🤖 AI Summary
Existing video editing methods for Video Diffusion Transformers (Video DiTs) require architectural modifications—such as attention mechanism redesign—or costly fine-tuning, incurring substantial computational overhead. This paper introduces DFVEdit, a zero-shot, fine-tuning-free video editing framework that unifies editing and sampling under a continuous flow perspective. It proposes the Conditioned Delta Flow Vector (CDFV), an unbiased estimator of conditional motion dynamics, and employs Implicit Cross-Attention (ICA) and Embedding Reinforcement (ER) to achieve high-fidelity latent-space guidance. By operating directly on clean latent representations, DFVEdit avoids attention reconstruction and parameter updates entirely.
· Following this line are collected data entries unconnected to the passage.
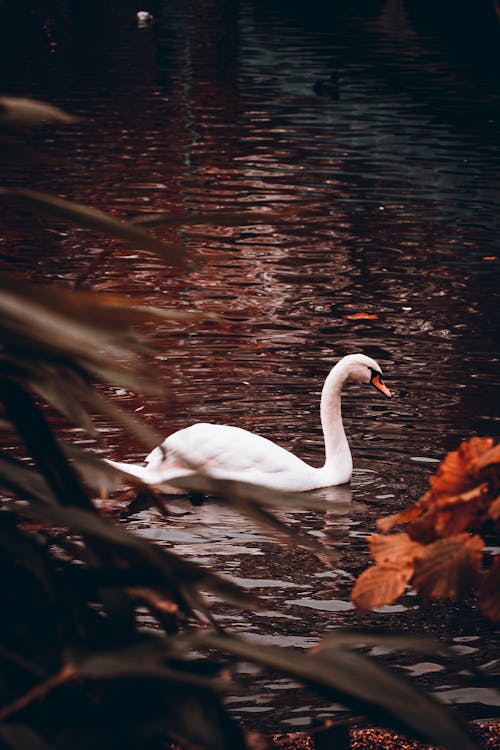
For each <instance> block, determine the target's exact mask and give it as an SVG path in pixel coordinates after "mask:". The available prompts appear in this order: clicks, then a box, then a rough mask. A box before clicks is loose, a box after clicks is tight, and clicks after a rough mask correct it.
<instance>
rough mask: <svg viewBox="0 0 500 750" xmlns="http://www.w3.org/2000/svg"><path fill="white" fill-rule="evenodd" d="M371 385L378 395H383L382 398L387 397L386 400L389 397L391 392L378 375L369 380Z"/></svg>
mask: <svg viewBox="0 0 500 750" xmlns="http://www.w3.org/2000/svg"><path fill="white" fill-rule="evenodd" d="M370 382H371V384H372V385H373V386H374V387H375V388H376V389H377V391H380V393H383V394H384V396H387V398H390V397H391V392H390V390H389V389H388V387H387V386H386V384H385V383H384V381H383V380H382V378H381V377H380V375H379V374H378V373H376V374H375V375H374V376H373V378H372V379H371V381H370Z"/></svg>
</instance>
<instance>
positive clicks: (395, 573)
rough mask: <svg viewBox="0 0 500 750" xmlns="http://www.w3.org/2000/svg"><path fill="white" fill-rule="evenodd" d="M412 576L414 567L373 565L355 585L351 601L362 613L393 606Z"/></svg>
mask: <svg viewBox="0 0 500 750" xmlns="http://www.w3.org/2000/svg"><path fill="white" fill-rule="evenodd" d="M412 575H413V567H412V566H404V565H372V566H371V567H370V568H367V569H366V570H364V571H363V572H362V573H361V575H360V576H359V578H358V580H357V581H356V583H355V584H354V588H353V589H352V591H351V601H352V602H353V604H354V606H355V607H356V609H358V610H359V611H360V612H368V611H369V610H370V609H374V608H375V607H382V606H384V604H392V602H394V601H395V600H396V599H397V598H398V597H399V596H401V594H402V593H403V592H404V590H405V588H406V585H407V583H408V581H409V580H410V579H411V577H412Z"/></svg>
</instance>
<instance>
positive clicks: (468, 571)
mask: <svg viewBox="0 0 500 750" xmlns="http://www.w3.org/2000/svg"><path fill="white" fill-rule="evenodd" d="M483 548H484V542H483V540H482V539H481V537H480V536H477V535H476V536H472V537H471V536H469V534H458V535H456V536H454V537H449V538H447V539H438V540H437V541H436V542H433V544H429V545H428V546H427V547H425V549H424V550H423V552H422V553H421V554H420V555H419V557H418V558H417V559H416V560H415V573H414V576H413V581H412V583H413V587H414V588H415V589H416V590H417V591H418V592H419V594H420V595H421V596H422V599H423V600H424V602H428V601H429V600H430V599H458V598H461V597H463V596H465V595H466V594H468V593H469V591H470V590H471V589H472V588H473V586H474V585H475V584H476V582H477V574H478V573H479V571H480V569H481V561H482V552H483Z"/></svg>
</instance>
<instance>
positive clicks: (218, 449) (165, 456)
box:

Evaluated on state-of-the-art Video DiTs—including CogVideoX and Wan2.1—DFVEdit achieves ≥20× inference speedup and 85% memory reduction while attaining SOTA structural fidelity and spatiotemporal consistency.
📝 Abstract
The advent of Video Diffusion Transformers (Video DiTs) marks a milestone in video generation. However, directly applying existing video editing methods to Video DiTs often incurs substantial computational overhead, due to resource-intensive attention modification or finetuning. To alleviate this problem, we present DFVEdit, an efficient zero-shot video editing method tailored for Video DiTs. DFVEdit eliminates the need for both attention modification and fine-tuning by directly operating on clean latents via flow transformation. To be more specific, we observe that editing and sampling can be unified under the continuous flow perspective. Building upon this foundation, we propose the Conditional Delta Flow Vector (CDFV) -- a theoretically unbiased estimation of DFV -- and integrate Implicit Cross Attention (ICA) guidance as well as Embedding Reinforcement (ER) to further enhance editing quality. DFVEdit excels in practical efficiency, offering at least 20x inference speed-up and 85% memory reduction on Video DiTs compared to attention-engineering-based editing methods. Extensive quantitative and qualitative experiments demonstrate that DFVEdit can be seamlessly applied to popular Video DiTs (e.g., CogVideoX and Wan2.1), attaining state-of-the-art performance on structural fidelity, spatial-temporal consistency, and editing quality.